She heaved a huge sigh. ‘Gary! Customer needs the Wi-Fi codes!’ she called over her shoulder.

I settled on to the sofa, which turned out to be an elongated footstool without a back — of course it was, a back would have provided comfort — and ate the sandwich I had brought and fiddled on my laptop with Gary’s Wi-Fi codes.

And after two hours, the pretty girl sauntered over and said, ‘I need to talk to you about your car. There’s like, all this what needs putting right before it’ll pass its MOT.’

And she shoved at me a wad of papers covered in mechanical faults from smearing wipers to leaking gaskets and drop links that were suffering from ‘excessive movement’, at the end of which was a total column that said £848.

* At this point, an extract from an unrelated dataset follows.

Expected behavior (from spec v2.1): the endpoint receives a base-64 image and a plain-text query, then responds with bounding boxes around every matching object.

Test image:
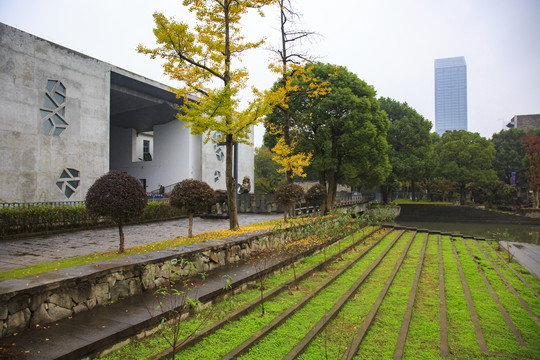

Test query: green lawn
[98,229,540,359]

Let’s be clear. You could rebuild a 2004 Fiat Panda for less than that.

‘I want to see the mechanic,’ I told her.

She stormed off and a few minutes later a larger, older, frumpier woman appeared who looked like she might have to be nice to me and handed me a list of minor improvements that came to £113.

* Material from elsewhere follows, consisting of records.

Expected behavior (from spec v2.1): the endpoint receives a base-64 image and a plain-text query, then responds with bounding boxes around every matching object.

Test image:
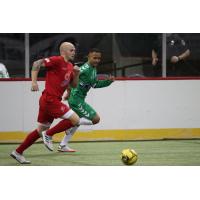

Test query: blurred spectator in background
[0,63,10,78]
[152,33,190,76]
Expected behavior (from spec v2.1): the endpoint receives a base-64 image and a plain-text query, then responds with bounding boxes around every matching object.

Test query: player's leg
[58,101,100,152]
[10,107,53,164]
[10,124,49,164]
[42,102,79,151]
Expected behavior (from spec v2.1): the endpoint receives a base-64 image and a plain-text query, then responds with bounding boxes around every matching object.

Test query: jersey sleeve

‘That’s what it needs to get through its MOT,’ she said, sheepishly.

‘Fine, then just do those bits,’ I said.

Later, as I stood at the counter with my final bill, I realised they had charged me for the MOT even though I had an advert from my local paper promising a free one.

‘No,’ the pretty girl said,’ we’re not doing that no more.’

‘Yes, you are,’ I said, preparing to slap her round the face. ‘You’re advertising it, so you’re doing it. Or you’re breaking the law.

‘And by the way,’ I said to the back of her head, as she flirted with Gary, who was being played for a fool in his sweaty white shirt and black polyester trousers, ‘your friend’s little Wi-Fi doesn’t work either.’